利用がひろがる米国プリペイドカード~Prepaid Cards of USA~

2015年5月28日8:13利用がひろがる米国プリペイドカード ~Prepaid Cards of USA~

日本カードビジネス研究会 代表 佐藤 元則

プリペイドカードのポテンシャルは高い。広い。膨大だ。
いままでクレジットカードやデビットカードが使われていた領域でも、
使われなかった新しいエリアでも、
縦横無尽に舞い踊る。
そんなパワーをもっている。

国際ブランドがついた汎用プリペイドカードは日本ではまだ黎明期。
米国でも本格化しはじめたのは2010年以降である。

その米国でいま、プリペイドカードの利用がひろがっている。
米国政府の各種給付ツールとして支払われた金額は17兆円。
利用者はサブプライム層から、若年層や中高所得者へ拡大している。

プリペイドカードのワクワクする出会いと新しい発見が
今回で紹介する先進事例のいたるところでまっている。

ncb1■米国政府の給付プリペイドカード

まず米国政府のプリペイドカード利用からみていくことにしよう。2013年3月1日、米国では電子決済法(Electronic Payment Law)が施行された。これによって生活保護や失業保険などの給付は、小切手からプリペイドカードや口座振込みに切替わった。

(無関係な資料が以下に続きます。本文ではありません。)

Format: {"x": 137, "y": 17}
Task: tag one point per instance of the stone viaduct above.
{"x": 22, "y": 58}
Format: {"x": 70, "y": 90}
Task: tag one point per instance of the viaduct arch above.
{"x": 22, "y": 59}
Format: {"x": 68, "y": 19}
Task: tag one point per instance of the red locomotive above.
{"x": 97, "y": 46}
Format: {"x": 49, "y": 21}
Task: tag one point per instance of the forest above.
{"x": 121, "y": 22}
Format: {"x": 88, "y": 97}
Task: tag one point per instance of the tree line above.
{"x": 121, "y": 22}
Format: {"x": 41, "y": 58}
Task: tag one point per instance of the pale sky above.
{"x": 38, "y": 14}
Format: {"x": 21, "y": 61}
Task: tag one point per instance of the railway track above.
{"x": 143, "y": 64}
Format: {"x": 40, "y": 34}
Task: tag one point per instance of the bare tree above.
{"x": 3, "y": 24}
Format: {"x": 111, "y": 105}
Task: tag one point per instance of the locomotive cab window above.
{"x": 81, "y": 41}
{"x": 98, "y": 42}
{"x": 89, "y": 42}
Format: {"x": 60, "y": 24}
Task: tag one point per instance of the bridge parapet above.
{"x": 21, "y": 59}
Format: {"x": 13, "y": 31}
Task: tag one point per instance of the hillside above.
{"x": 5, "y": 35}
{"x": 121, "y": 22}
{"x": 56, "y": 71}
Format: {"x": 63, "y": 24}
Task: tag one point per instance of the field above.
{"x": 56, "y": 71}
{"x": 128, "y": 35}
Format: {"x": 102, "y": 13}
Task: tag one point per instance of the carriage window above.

財務省によると、それまで毎月500万通の小切手が送付されていたという。これらがすべて電子決済になったのだ。

政府給付金の電子決済は法律で規定されたもので、受給者はプリペイドカードか口座振込みのどちらかを選択しなければならない。2013年時点で受給者の約93%は電子決済を利用。財務省は、残り7%が小切手から電子決済に移行すれば、10年で10億ドルの税金が節約されると予測した。

銀行口座への振込みは1990年代の中頃に計画していたが、受給者の多くは銀行口座を保有していなかった。そこでプリペイドカードが登場する。2008年からプリペイドカードによる給付をスタート。カード名称はダイレクトエクスプレス(Direct Express)。銀行口座をもたなくてもプリペイドカード口座へ電子的給付が可能になった。

ncb2

ダイレクトエクスプレス、政府のプリペイドカード利用実態報告

2014年7月、連邦準備制度理事会は米国連邦議会に対し、政府が管理する汎用プリペイドカードについて報告した。これはドッド・フランク法にもとづいたもの。連邦政府、州政府、地方政府が管理する決済プログラムにおいて、汎用プリペイドカードがどのように利用されているかを報告したものである。

米国連邦政府、州政府、地方政府では、生活保護費などを支払う手段としてプリペイドカードを利用している。小切手よりコストが安いからだ。前述のように、以前は小切手を郵送していたが、2013年に小切手給付を廃止。すべて電子決済にかえた。

米国政府の各局では、金融機関やプログラムマネジャーと契約を結び、プリペイドカード発行や資金の支払い、顧客サービスを提供している。連邦準備制度理事会はその2013年のデータを収集し、レポートにまとめた。

政府各局によると、247件のプリペイドカードプログラムを提供。カード発行会社は563件のプログラムを提供している。